# Web Scraping


Lesson Goals

    Learn the basics of scraping content from web pages.
    Perform scraping of text from a web page.
    Perform extraction of an HTML table from a web page into a Pandas data frame.

Introduction

Web scraping refers to the automatic extraction of information from a web page. This information is often a page's content, but it can also include information in the page's headers, links present on the page, or any other information embedded in the page's HTML. Because of this, scraping has become one of the most popular ways to extract data from the web. With basic knowledge of HTML and the help of a few Python libraries, you can obtain information from just about any page on the internet.

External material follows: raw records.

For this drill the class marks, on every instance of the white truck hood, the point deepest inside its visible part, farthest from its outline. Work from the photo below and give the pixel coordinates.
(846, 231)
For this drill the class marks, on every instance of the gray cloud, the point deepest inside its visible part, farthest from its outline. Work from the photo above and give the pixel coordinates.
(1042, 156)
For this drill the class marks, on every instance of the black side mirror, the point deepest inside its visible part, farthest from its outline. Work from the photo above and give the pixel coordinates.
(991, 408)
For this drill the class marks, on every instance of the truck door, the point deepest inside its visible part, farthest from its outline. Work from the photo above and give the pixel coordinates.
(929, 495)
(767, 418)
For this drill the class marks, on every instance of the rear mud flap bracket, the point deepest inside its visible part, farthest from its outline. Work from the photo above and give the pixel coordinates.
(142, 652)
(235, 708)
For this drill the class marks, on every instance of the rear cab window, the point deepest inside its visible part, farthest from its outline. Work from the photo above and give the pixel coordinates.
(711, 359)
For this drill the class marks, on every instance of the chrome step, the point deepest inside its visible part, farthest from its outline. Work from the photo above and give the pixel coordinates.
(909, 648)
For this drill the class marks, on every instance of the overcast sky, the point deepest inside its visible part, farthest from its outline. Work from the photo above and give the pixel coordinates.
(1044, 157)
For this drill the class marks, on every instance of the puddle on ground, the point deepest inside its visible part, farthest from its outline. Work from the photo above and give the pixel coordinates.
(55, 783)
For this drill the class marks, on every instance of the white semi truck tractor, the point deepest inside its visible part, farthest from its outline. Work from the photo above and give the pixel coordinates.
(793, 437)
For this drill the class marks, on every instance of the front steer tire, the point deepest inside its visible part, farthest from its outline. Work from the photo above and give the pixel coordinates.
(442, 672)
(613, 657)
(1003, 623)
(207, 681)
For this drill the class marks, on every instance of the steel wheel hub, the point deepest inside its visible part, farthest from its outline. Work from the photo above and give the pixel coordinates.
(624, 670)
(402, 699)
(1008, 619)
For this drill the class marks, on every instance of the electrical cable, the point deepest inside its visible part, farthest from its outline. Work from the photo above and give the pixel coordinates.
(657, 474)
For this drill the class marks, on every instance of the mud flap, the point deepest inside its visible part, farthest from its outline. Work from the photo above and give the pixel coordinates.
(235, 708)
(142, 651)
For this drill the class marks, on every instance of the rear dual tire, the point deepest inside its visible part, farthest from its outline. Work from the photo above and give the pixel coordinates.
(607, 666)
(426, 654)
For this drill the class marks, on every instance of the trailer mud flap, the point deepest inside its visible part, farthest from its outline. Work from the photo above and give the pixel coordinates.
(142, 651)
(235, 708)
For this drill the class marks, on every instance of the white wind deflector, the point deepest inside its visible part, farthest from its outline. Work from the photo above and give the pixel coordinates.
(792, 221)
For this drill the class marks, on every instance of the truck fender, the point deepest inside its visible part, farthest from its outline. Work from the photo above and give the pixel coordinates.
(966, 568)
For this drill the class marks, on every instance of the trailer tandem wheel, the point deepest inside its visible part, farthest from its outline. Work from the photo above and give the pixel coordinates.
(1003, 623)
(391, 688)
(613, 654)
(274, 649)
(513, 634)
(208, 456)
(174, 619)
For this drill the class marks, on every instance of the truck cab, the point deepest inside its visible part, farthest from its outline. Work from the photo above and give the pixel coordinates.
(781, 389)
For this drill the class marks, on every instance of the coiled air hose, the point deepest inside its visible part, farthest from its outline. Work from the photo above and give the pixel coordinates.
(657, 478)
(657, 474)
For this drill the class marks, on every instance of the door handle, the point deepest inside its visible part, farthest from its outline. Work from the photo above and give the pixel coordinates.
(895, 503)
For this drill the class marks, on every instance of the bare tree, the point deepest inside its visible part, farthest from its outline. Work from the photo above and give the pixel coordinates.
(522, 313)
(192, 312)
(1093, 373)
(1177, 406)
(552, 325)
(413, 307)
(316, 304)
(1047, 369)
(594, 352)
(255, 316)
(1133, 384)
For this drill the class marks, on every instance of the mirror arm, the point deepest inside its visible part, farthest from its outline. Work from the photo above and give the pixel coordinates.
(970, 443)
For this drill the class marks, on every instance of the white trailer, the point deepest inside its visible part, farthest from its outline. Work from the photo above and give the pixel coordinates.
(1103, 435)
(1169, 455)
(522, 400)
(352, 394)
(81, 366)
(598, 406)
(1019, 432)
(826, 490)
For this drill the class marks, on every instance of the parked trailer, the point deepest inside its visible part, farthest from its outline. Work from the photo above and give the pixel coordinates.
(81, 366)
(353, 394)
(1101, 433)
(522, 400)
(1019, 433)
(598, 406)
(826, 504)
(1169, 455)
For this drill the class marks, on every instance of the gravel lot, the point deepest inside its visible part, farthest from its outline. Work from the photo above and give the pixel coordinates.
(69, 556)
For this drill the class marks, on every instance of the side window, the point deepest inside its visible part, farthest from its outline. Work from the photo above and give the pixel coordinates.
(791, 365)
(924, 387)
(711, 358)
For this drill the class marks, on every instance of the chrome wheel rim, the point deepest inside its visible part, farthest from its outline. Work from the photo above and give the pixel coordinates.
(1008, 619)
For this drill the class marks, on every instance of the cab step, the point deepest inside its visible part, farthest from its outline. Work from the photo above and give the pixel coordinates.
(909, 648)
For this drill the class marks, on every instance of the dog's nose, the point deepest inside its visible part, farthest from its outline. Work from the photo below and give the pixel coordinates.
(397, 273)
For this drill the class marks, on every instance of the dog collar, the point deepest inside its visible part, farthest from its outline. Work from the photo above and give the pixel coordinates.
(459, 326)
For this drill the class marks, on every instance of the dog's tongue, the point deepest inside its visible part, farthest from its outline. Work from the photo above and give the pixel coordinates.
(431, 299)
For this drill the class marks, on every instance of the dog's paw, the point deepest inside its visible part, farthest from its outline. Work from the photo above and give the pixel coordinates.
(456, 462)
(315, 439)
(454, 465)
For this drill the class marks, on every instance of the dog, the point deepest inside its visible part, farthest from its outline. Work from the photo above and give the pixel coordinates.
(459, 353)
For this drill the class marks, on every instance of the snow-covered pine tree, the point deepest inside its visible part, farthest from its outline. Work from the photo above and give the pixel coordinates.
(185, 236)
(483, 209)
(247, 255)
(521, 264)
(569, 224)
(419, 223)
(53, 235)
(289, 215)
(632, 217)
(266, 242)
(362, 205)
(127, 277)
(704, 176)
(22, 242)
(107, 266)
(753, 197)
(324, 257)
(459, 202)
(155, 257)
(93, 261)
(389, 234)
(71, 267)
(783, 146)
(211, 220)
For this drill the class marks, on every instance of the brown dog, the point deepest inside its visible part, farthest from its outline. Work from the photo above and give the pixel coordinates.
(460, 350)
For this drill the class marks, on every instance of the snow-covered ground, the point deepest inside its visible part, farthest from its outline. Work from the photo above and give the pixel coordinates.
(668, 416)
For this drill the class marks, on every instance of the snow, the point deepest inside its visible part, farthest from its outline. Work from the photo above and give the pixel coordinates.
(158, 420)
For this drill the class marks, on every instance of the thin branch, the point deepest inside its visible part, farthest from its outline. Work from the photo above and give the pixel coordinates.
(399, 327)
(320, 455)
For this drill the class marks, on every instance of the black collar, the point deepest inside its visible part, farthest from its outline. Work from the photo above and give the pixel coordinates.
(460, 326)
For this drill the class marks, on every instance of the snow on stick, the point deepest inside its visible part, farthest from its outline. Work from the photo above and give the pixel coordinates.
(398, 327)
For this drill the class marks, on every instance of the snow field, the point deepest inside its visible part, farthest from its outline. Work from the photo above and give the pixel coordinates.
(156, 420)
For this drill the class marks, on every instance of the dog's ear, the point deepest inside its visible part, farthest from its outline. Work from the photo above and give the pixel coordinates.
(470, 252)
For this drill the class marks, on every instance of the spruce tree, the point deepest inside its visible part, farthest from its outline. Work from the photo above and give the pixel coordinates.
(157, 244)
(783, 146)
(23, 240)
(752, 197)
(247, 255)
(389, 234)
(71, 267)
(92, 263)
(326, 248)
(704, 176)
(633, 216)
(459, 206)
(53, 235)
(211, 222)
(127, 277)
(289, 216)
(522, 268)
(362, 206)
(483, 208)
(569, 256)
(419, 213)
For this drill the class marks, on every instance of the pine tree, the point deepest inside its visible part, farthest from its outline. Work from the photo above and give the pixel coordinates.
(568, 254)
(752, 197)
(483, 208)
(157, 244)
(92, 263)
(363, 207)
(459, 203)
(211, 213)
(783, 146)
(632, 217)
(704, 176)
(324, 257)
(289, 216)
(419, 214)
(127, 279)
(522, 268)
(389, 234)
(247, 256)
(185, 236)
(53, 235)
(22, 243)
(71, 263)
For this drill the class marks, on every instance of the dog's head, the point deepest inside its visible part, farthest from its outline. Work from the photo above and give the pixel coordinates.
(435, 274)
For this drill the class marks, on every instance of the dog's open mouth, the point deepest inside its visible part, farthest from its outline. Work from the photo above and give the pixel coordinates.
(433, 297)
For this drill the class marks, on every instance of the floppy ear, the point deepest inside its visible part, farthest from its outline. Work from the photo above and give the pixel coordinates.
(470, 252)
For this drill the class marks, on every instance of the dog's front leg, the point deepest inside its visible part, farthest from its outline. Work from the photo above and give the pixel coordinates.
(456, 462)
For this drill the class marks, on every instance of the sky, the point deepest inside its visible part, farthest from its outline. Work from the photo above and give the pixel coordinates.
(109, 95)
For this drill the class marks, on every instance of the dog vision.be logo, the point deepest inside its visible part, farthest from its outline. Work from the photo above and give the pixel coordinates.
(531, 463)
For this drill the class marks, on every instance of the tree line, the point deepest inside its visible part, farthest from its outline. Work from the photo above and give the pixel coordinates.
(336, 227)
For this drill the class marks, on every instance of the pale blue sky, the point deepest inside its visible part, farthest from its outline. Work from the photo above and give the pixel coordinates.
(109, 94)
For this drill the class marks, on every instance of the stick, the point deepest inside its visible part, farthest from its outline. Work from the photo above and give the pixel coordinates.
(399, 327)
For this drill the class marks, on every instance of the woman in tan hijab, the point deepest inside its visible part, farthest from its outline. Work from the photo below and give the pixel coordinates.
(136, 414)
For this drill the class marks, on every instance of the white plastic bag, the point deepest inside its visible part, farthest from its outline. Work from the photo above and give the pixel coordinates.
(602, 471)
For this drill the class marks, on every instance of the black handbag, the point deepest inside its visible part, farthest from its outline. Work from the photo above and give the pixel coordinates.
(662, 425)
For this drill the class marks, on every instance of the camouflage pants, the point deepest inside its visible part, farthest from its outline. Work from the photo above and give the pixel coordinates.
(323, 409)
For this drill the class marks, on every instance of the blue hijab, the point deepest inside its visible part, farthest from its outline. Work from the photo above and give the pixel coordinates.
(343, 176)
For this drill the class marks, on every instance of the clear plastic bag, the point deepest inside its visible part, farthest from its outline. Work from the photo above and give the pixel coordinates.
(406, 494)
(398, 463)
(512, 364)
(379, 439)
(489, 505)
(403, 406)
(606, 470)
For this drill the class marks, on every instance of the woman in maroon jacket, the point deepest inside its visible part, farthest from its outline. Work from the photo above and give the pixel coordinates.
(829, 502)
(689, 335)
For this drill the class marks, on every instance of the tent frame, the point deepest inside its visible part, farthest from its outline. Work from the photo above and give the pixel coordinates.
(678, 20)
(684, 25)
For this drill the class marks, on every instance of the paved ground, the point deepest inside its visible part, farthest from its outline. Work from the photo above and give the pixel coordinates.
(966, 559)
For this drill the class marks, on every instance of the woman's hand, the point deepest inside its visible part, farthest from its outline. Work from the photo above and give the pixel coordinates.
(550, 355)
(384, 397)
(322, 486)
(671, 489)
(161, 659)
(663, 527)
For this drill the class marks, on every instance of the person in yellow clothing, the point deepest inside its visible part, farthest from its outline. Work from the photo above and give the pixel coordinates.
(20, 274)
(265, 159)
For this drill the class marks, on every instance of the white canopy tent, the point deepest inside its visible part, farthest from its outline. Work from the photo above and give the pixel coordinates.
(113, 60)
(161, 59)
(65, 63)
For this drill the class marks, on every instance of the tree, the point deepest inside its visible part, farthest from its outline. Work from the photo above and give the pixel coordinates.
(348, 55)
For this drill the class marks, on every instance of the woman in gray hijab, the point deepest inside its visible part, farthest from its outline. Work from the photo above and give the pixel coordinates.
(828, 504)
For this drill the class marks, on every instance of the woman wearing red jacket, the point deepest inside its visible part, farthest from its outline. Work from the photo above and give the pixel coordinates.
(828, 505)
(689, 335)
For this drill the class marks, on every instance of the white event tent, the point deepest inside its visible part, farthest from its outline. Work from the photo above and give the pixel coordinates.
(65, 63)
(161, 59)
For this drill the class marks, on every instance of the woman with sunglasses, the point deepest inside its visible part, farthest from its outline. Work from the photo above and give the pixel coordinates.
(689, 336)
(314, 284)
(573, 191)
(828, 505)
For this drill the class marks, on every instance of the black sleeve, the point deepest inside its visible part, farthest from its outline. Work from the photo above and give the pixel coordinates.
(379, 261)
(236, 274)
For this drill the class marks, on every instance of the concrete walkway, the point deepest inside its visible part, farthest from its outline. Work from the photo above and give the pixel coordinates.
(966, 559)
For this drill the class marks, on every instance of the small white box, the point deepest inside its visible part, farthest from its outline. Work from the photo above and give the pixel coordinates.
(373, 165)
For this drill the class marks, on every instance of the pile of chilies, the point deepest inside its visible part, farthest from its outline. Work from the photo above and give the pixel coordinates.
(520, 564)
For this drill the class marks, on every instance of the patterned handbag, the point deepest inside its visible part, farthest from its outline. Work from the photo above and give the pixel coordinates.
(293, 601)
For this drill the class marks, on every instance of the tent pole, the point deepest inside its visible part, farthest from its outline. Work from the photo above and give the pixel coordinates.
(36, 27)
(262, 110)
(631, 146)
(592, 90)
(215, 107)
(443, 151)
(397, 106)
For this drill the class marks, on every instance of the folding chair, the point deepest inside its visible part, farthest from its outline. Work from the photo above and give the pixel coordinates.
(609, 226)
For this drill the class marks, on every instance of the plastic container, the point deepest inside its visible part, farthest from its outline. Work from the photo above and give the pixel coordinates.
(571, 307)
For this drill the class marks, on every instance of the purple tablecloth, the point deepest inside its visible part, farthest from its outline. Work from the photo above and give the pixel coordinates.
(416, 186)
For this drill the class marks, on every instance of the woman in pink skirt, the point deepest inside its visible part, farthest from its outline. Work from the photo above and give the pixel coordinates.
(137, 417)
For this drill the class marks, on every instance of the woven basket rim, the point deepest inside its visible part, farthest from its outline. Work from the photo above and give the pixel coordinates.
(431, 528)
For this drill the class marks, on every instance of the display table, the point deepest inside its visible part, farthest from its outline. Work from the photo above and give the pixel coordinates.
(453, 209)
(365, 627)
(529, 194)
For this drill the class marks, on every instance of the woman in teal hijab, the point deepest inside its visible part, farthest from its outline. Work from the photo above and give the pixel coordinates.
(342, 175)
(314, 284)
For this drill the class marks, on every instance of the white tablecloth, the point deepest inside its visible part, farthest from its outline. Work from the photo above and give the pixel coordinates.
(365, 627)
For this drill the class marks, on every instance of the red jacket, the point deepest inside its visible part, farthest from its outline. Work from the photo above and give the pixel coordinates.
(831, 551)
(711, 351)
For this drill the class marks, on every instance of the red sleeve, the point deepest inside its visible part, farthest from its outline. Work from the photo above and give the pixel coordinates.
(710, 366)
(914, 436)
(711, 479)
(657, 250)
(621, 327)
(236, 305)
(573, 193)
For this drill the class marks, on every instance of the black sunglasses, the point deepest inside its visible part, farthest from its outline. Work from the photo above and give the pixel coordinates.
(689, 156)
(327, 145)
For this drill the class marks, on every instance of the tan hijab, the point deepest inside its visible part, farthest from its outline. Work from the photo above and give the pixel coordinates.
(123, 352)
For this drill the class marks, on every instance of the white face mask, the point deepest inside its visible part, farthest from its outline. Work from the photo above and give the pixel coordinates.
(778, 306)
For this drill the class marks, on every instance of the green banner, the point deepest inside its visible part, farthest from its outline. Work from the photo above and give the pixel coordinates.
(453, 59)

In this lesson, we will cover the basics of web scraping with Python and show examples of how to scrape text content from a simple web page as well the more complex task of extracting data from an HTML table embedded on a web page.
Scraping a Simple Web Page

Scraping a simple website is relatively straightforward. The first thing we need to do is determine the web page we want to scrape and the information we would like to obtain from it. For our purposes, let's suppose we wanted to scrape a Reuters news article and we wanted to extract the main text content (article title, story, etc.).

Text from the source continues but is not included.